Ma siate (o state) buoni, oggi, che vuol dire? I docenti al primo posto mettono "non fumare" e "non dire parolacce" (un plebiscito, oltre l'85% dei consensi), segue nella classifica "stare seduti in modo composto", mentre "non dare del tu agli insegnanti" è questione controversa (metà degli insegnanti la considera maleducazione, l'altra metà no). Controverse anche le soluzioni: la metà dei professori crede in note e sospensioni, l'altra metà no, idem per il voto sul comportamento.
Chiamati ad elencare le virtù della condotta i professori rivelano le loro vere preoccupazioni. Al primo posto indicano "entrare in orario". Poi i mestieri dello scolaro: svolgere i compiti, fare poche assenze, portare i libri in classe.
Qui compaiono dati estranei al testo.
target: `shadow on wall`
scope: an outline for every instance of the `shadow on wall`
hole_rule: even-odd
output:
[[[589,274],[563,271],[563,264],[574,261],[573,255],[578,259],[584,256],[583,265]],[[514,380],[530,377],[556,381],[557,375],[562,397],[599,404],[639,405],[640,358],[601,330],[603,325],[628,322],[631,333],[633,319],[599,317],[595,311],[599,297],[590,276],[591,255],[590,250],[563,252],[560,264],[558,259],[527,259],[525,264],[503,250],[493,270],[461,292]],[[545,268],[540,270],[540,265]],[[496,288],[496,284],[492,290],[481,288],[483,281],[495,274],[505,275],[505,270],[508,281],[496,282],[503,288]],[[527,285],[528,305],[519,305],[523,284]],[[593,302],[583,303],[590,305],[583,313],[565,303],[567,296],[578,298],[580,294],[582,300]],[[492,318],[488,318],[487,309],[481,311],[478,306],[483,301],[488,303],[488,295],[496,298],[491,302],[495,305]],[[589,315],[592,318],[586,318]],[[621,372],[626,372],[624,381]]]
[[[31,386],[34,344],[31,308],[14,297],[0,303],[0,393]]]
Solo al quinto posto si piazza però "l'attenzione durante le lezioni", quella che il pedagogo più romantico e progressista del secolo scorso, John Dewey, definiva "l'unica attitudine che importa: il desiderio di apprendere". Ed ultimo, "non copiare".
Ma se la disciplina è legata alle regole, queste sono legate all'autorità: una capacità che lo psichiatra francese Daniel Marcelli, che ne "Il bambino sovrano" (Raffaello Cortina) racconta di figli despoti e genitori allo sbando, considera fortemente in crisi negli adulti. "Gli insegnanti sono incerti su come disciplinare i ragazzi, i genitori su come educarli: oggi abbonda l'incertezza ma soprattutto l'autoritarismo, che strilla e impone, ma che non si fa rispettare naturalmente. Un insegnante che vieta i messaggini in classe ma tiene acceso il cellulare è autoritario ma non autorevole. Dovremmo invece educare i bambini, perché la disciplina va insegnata da piccolissimi, un poco alla volta, il senso del limite e la capacità di sopportare una frustrazione". Daniel Marcelli crede in un'autorità democratica, che si spiega, discute, si fa comprendere. "È necessario. Anche perché oggi la società trasmette ai ragazzi l'idea che le regole sono laccioli per l'individualità, quasi degli attacchi alla libertà".